I don't really understand your problem description. If you are looking
for polynomials B and E satisfying your equation, then you are not
looking for roots of polynomials – and for performance, you should not
try using a generic solve call for this question; instead, use gcd with
three outputs:

>> syms a b x
>> A = x^4+a*x-2;
>> D = x^3-b*x^2+7;
>> C = (a-b)*x^4-3*x+2;
>> [g,s,t] = gcd(A,D,x);
>> B = simplify(s*C/g)

B =

((3*x - a*x^4 + b*x^4 - 2)*(- a^2*b*x + a^2*x^2 - a*b^4*x + a*b^3*x^2 +
21*a*b*x - 2*a*b - 14*a*x^2 + 2*a*x - 2*b^4 + 2*b^2*x^2 + 49*b^2 -
98*b*x + 42*b + 49*x^2 - 14*x + 4))/(7*a^3 + 7*a^2*b^3 - 147*a^2 +
14*a*b^2 - 4*a*b + 1029*a - 4*b^4 + 196*b^2 + 112*b - 2393)

>> E = simplify(t*C/g)

E =

-((3*x - a*x^4 + b*x^4 - 2)*(a^3 + a^2*b^3 + a^2*x^3 - 21*a^2 +
a*b^3*x^3 + 7*a*b^2*x + 2*a*b^2 + 7*a*b*x^2 - 14*a*x^3 + 2*a*x^2 + 147*a
+ 2*b^3*x^2 + 2*b^2*x^3 + 14*b^2 - 49*b*x^2 + 28*b*x + 4*b + 49*x^3 -
14*x^2 + 4*x - 343))/(7*a^3 + 7*a^2*b^3 - 147*a^2 + 14*a*b^2 - 4*a*b +
1029*a - 4*b^4 + 196*b^2 + 112*b - 2393)

>> simplify(B*A+D*E)

ans =

a*x^4 - 3*x - b*x^4 + 2



If C/g is not a polynomial, the equation has no solution.




Christopher

Christopher Creutzig <Christopher.Creutzig@mathworks.com> wrote in message <4E4E1598.9010601@mathworks.com>...
> On 18.08.11 23:08, kamuran turksoy wrote:
>
> > You are right i am looking for roots of two polynomials.
> >
> > C=A*B+D*E here C, A and D polynomials are know, but B and E polynomials are unknown. We only know orders of them, coefficients are symbolic.
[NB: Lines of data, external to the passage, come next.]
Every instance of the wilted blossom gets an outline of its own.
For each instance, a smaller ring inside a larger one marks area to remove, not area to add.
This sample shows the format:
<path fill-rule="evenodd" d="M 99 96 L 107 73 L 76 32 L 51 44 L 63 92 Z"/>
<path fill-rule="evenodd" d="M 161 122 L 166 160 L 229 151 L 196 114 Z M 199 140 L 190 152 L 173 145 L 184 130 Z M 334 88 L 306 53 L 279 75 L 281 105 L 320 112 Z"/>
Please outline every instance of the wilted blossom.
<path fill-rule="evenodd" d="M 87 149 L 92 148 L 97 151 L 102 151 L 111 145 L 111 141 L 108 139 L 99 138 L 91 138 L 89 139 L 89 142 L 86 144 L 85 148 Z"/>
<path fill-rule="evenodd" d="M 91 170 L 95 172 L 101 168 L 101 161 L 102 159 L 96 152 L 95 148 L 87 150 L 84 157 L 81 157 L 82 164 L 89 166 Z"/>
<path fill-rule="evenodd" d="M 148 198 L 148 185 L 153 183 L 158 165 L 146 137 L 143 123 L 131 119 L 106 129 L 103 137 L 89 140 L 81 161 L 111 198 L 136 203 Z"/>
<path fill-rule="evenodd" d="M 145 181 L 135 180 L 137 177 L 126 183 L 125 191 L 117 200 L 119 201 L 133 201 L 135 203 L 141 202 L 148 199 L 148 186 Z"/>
The aim it to find these coefficient or B and E polynomials.
> > B=1+a1*x+a12*x^2+a3*x^3...+a20*x^20
> > E=1+b1*x+b12*x^2+b3*x^3...+b20*x^20
> >
> > The only why that i could solve this problem that i found is symbolic solution, i could not find any other way. but i mentioned before with symbolic it is very slow.
>
> I don't really understand your problem description. If you are looking
> for polynomials B and E satisfying your equation, then you are not
> looking for roots of polynomials – and for performance, you should not
> try using a generic solve call for this question; instead, use gcd with
> three outputs:
>
> >> syms a b x
> >> A = x^4+a*x-2;
> >> D = x^3-b*x^2+7;
> >> C = (a-b)*x^4-3*x+2;
> >> [g,s,t] = gcd(A,D,x);
> >> B = simplify(s*C/g)
>
> B =
>
> ((3*x - a*x^4 + b*x^4 - 2)*(- a^2*b*x + a^2*x^2 - a*b^4*x + a*b^3*x^2 +
> 21*a*b*x - 2*a*b - 14*a*x^2 + 2*a*x - 2*b^4 + 2*b^2*x^2 + 49*b^2 -
> 98*b*x + 42*b + 49*x^2 - 14*x + 4))/(7*a^3 + 7*a^2*b^3 - 147*a^2 +
> 14*a*b^2 - 4*a*b + 1029*a - 4*b^4 + 196*b^2 + 112*b - 2393)
>
> >> E = simplify(t*C/g)
>
> E =
>
> -((3*x - a*x^4 + b*x^4 - 2)*(a^3 + a^2*b^3 + a^2*x^3 - 21*a^2 +
> a*b^3*x^3 + 7*a*b^2*x + 2*a*b^2 + 7*a*b*x^2 - 14*a*x^3 + 2*a*x^2 + 147*a
> + 2*b^3*x^2 + 2*b^2*x^3 + 14*b^2 - 49*b*x^2 + 28*b*x + 4*b + 49*x^3 -
> 14*x^2 + 4*x - 343))/(7*a^3 + 7*a^2*b^3 - 147*a^2 + 14*a*b^2 - 4*a*b +
> 1029*a - 4*b^4 + 196*b^2 + 112*b - 2393)
>
> >> simplify(B*A+D*E)
>
> ans =
>
> a*x^4 - 3*x - b*x^4 + 2
>
>
>
> If C/g is not a polynomial, the equation has no solution.
>
>
>
>
> Christopher


Dear Christopher

I really appreciate for your solution. Actually i tried to use gcd before but i got some errors, but now i followed your solution and it works.

Thank you very much

I have a somewhat similar problem with symbolic calculations being really slow in MuPad. I'm using a code that was developed for Maple and am now working with 2010b where it's really slowed down. I would really appreciate any ideas on how to speed this up.
The entire function (a snipet here) sometimes takes 1 sec and sometimes 20 sec for the same calculation and slows down even more if I also carry large matrices with me.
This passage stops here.